A legal race-ready stock race car then looks like this:

  1. Android stock engine (other Android-provided audio APIs).
  2. Required stock muffler spec (OpenSL ES or AAudio) <---- the same API required by all apps (can be wrapped by Oboe or other open-source code, such as Superpowered Android Audio I/O)

This is mostly acceptable for apps without interactive audio latency or performance needs (such as Spotify or Slack).

However, there are tens of thousands of apps, including many of the top live audio karaoke, VR, music, games and other audio-based apps (where latency is of prime concern) have set up their race-cars as follows:

  1. Super-high performance,low latency engine (Superpowered Audio SDK).
  2. Required stock muffler spec (OpenSL ES or AAudio) <---- the same API required by all apps (can be wrapped by Oboe or other open-source code, such as Superpowered Android Audio I/O)
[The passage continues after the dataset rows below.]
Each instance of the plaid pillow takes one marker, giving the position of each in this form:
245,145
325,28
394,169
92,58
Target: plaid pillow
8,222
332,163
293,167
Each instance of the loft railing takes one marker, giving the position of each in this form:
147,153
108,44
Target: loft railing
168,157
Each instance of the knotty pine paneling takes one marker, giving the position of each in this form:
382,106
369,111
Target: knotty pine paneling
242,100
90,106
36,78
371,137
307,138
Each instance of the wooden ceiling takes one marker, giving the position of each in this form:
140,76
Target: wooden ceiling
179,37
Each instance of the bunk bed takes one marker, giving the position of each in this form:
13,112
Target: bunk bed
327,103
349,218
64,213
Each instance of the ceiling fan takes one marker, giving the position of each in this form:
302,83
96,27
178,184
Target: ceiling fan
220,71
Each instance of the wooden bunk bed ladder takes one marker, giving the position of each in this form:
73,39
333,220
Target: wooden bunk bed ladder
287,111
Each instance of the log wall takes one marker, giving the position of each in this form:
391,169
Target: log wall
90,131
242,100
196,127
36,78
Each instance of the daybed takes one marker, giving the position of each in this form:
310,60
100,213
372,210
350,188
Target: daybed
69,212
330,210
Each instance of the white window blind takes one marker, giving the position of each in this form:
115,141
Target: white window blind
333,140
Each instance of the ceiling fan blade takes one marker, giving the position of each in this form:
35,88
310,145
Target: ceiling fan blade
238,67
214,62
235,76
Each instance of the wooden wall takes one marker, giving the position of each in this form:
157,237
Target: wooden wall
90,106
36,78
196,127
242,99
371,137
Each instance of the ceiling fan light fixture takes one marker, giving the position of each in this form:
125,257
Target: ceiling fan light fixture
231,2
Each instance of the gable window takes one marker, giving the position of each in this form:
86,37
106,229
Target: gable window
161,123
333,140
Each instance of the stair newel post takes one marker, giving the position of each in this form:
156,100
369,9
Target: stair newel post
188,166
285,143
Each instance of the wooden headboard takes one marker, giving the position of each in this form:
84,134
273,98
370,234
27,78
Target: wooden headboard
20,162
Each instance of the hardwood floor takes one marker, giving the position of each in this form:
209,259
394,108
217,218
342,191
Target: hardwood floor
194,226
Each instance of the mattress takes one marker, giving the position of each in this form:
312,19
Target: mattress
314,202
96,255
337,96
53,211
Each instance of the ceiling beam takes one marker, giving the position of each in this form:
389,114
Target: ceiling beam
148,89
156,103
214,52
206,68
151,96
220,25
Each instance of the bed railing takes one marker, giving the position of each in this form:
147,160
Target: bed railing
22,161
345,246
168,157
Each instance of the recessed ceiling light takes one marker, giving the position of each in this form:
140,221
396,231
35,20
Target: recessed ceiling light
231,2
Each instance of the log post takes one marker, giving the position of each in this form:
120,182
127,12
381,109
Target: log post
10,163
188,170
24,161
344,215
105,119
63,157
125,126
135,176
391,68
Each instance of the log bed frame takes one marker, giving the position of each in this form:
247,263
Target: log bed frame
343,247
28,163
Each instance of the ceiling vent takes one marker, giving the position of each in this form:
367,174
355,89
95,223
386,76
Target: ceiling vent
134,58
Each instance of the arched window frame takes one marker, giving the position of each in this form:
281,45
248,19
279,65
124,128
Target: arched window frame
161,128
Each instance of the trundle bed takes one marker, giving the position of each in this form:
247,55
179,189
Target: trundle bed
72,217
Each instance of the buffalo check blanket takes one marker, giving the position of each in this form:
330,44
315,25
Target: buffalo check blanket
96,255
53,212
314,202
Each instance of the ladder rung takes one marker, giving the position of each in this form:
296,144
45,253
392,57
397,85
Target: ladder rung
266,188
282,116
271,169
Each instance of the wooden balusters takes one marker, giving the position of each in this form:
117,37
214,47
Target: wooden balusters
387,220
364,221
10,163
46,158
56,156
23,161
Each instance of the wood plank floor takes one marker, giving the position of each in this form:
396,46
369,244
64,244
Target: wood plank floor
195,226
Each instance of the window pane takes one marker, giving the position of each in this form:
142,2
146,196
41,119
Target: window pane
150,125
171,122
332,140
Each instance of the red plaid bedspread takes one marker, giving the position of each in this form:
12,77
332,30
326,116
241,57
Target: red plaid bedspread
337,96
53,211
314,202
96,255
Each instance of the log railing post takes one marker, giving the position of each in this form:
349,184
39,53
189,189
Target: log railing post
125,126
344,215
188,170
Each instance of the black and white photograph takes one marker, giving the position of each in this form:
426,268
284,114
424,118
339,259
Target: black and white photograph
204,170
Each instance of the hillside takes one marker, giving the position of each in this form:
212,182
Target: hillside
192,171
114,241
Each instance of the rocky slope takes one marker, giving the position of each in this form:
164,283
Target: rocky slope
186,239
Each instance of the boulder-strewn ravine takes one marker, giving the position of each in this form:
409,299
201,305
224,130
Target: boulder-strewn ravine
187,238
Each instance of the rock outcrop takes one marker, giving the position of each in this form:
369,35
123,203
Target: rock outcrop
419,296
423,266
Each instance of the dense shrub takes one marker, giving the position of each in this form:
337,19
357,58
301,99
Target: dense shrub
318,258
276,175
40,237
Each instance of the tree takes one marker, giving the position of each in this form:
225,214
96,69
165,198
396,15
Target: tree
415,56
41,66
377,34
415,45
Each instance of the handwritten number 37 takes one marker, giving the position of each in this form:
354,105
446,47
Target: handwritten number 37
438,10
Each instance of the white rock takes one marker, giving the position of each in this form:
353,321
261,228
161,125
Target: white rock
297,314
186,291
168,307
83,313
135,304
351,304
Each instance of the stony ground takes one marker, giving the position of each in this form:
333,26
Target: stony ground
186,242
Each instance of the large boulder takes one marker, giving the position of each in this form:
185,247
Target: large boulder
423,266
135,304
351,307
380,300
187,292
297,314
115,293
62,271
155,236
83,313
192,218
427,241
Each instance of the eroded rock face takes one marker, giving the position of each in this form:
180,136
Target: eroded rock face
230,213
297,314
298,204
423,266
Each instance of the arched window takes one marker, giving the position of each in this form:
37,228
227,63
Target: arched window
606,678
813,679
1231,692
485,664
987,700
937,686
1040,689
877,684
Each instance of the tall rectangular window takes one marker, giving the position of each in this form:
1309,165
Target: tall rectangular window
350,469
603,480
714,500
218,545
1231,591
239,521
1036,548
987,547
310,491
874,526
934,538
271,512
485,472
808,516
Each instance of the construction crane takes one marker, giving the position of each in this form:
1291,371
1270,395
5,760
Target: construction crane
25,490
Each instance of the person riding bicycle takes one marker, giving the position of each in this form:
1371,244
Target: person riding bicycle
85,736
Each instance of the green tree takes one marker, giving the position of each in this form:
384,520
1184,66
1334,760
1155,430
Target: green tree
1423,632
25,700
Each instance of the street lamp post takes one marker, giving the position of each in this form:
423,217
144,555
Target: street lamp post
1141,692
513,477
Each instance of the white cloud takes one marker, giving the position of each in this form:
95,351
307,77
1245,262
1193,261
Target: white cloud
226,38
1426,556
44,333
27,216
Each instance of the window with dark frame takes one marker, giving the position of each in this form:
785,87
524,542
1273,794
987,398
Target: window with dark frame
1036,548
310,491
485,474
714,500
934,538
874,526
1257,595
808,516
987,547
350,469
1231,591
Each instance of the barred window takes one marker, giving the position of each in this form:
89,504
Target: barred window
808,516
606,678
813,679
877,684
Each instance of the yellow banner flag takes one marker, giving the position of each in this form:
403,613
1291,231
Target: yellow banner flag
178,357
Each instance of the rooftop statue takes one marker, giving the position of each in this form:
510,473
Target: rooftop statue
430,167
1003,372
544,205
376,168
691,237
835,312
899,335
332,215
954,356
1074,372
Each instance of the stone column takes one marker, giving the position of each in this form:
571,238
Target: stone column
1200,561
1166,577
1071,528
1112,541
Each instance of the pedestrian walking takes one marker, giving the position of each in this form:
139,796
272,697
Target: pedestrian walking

The Android audio team created Oboe because the original OpenSL ES audio API is out-dated, complex and not easy to set up “properly”, while at the same time, the new AAudio API is still not available on most devices. AAudio also had some early versions with serious problems (such as low-latency audio requiring mono input).

Superpowered Audio Engines

Developers and companies come to Superpowered and say:

We want to enter our race-cars (apps) in multiple races (app stores) or off-road (embedded hardware), and the stock audio components don't cut it for us and our users. Can you give us better performance components (lower power, lower latency, consistent APIs) so we can better the user experience that we can use in multiple races simultaneously?

Our answer is: Yes, yes that’s exactly what Superpowered does.